«Tu enfanteras dans la douleur », dit la Genèse. Après des milliers d’années, où en sommes-nous de la douleur ? Jusque dans les années 1970, les interventions sans anesthésie chez le nourrisson sont monnaie courante, l’arsenal thérapeutique quasi nul sous prétexte d’un système nociceptif immature le rendant insensible à la douleur. Les opioïdes, pourtant connus depuis l’Antiquité, ne sont que très peu utilisés, considérés à tort comme dangereux, à risque de toxicomanie, de mésusage les rendant peu populaires. La douleur de la personne âgée, du cancer, de la fin de vie, la douleur des soins et celle de l’enfant sont insuffisamment traitées voire ignorées. Comment avons-nous basculé d’une douleur salvatrice, rédemptrice à une « culture anti-douleur » ?
La prise de conscience du phénomène douloureux
Les progrès en recherche fondamentale ont permis de mieux comprendre comment fonctionnait la douleur.
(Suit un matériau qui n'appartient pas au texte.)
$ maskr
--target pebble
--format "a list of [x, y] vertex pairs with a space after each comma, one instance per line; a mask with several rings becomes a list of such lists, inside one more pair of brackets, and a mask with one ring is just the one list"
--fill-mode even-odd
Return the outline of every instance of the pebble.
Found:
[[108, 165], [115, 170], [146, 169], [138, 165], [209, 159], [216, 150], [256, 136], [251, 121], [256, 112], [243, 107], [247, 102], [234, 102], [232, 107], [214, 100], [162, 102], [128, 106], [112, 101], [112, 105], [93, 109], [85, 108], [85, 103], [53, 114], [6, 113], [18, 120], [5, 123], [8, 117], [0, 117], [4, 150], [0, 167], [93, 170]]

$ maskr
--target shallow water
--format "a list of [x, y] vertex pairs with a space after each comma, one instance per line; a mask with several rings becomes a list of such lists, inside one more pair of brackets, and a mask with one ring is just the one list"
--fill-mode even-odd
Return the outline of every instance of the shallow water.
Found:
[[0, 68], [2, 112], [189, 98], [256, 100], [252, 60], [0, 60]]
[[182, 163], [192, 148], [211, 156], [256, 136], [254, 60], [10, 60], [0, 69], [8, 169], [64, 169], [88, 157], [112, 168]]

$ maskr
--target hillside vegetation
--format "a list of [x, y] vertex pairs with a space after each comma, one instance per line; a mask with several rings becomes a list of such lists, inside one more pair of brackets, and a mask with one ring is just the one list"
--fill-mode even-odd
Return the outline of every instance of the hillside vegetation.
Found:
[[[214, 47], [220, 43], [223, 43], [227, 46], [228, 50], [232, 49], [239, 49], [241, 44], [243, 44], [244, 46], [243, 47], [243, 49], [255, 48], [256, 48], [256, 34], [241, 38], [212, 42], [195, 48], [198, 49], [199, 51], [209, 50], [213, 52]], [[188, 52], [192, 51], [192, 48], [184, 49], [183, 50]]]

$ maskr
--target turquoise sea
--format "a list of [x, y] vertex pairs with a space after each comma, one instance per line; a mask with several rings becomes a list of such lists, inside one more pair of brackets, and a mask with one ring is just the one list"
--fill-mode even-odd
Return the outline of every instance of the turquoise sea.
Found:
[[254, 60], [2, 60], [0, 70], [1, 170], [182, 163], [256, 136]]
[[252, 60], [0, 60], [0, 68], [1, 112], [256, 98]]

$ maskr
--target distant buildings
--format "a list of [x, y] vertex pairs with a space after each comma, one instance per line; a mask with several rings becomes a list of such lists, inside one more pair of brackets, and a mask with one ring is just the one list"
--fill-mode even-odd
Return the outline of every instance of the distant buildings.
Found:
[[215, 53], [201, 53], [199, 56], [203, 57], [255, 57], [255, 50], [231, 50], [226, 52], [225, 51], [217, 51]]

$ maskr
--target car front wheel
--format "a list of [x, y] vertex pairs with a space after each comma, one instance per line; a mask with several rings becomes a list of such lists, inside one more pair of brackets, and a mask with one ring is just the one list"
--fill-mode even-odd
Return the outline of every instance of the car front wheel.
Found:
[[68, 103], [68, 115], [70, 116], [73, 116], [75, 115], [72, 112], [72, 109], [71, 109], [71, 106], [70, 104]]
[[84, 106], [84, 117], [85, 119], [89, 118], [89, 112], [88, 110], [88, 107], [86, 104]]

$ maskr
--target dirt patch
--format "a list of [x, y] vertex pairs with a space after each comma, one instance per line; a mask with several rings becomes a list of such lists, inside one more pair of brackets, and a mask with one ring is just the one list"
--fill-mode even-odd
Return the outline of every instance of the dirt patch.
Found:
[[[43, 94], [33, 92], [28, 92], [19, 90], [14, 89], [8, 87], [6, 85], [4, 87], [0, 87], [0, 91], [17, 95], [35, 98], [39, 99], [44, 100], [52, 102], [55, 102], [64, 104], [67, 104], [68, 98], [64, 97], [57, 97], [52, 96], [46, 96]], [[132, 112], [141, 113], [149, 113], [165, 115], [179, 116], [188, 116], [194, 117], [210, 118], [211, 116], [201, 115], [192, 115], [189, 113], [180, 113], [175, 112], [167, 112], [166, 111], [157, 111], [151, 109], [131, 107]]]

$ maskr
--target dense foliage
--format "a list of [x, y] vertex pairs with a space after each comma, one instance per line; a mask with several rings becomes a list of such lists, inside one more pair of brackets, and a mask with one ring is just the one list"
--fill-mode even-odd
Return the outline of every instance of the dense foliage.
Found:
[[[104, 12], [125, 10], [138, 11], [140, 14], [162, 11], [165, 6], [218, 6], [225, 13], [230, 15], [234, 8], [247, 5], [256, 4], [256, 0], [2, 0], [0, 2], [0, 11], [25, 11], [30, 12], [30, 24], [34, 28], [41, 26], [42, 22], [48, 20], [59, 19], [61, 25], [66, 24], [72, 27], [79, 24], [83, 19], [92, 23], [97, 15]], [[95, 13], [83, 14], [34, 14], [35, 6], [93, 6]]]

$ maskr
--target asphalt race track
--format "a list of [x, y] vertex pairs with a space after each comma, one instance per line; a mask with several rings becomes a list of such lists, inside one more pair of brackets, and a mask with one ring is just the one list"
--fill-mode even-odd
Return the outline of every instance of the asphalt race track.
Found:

Dans les années 1970, les chercheurs découvrent la théorie du Portillon de Melzack et Wall qui chamboule les théories : la douleur n’est pas un simple circuit réduit à une agression périphérique transmise par les nerfs nociceptifs à la moelle puis au cerveau. Le mécanisme serait plus complexe agissant comme une barrière dans le système de transmission somatique de telle sorte que les signaux de douleur peuvent être modulés avant qu’ils ne déclenchent une perception ou une réponse. On découvre parallèlement qu’il existe différentes douleurs dont le traitement ne peut être identique : la douleur par excès nociceptif, la douleur neuropathique et la douleur psychogène.
S’ajoute à ces découvertes celle des récepteurs opioïdes endogènes, les endorphines, qui vont permettre de mieux comprendre le mécanisme d’action de la morphine. Grâce au développement de la neuro-imagerie et aux découvertes pharmacologiques, une prise de conscience du phénomène douloureux amène à ne plus considérer la douleur comme une fatalité.
C’est dans ce contexte qu’en décembre 1994 le rapport Neuwirth va permettre un virage dans la lutte contre la douleur définissant les droits du patient. Pour le Pr Patrice Queneau, ce rapport va permettre « un réveil pour la prise en charge de la douleur des enfants et des personnes vulnérables ». À la suite de ce rapport, l’assouplissement de la prescription des morphiniques avec la disparition des carnets à souche va considérablement améliorer la prise en charge thérapeutique.
En parallèle, l’apparition des pompes intrathécales en 1981 et surtout la découverte de la forme à libération prolongée de la morphine dans les années 1990 vont particulièrement faciliter sa prescription. Les co-antalgiques (antispasmodique biphos- phonates, kétamine, MEOPA), les alternatives thérapeutiques telles que la neurostimulation transcutanée, la radiothérapie conventionnelle, la chimiothérapie palliative sont autant d’armes thérapeutiques qui vont peu à peu transformer la prise en charge des douleurs.
Un cadre législatif
Si la recherche évolue, les lois manquent. Le cadre législatif va se préciser par les plans gouvernementaux anti-douleurs puis par la loi relative aux droits des malades du 4 mars 2002 dont l’article L 1110-5 précise « toute personne a le droit de recevoir des soins visant à soulager sa douleur… ». Aujourd’hui, la lutte anti-douleur est devenue un marqueur de la qualité des soins. Il n’y a pas eu stricto sensu de « révolution thérapeutique » dans le domaine de la douleur, mais plutôt une révolution des mentalités.
Les dates clés
› 1981. Première pompe intrathécale implantable.
› 1986. Création par l’OMS de l’échelle à trois paliers de la douleur.
› 1996. Tous les établissements de soins doivent mettre en place des structures spécialisées dans le domaine de la douleur.
› 1999. Loi garantissant le droit à l’accès aux soins palliatifs.
› 2008. Autorisation des pompes par Administration Intrathécale de Médicaments (AIM) pour les douleurs chroniques intenses réfractaires.
› 2010. La loi HPST instaure la traçabilité dans l’évaluation de la douleur à l’hôpital.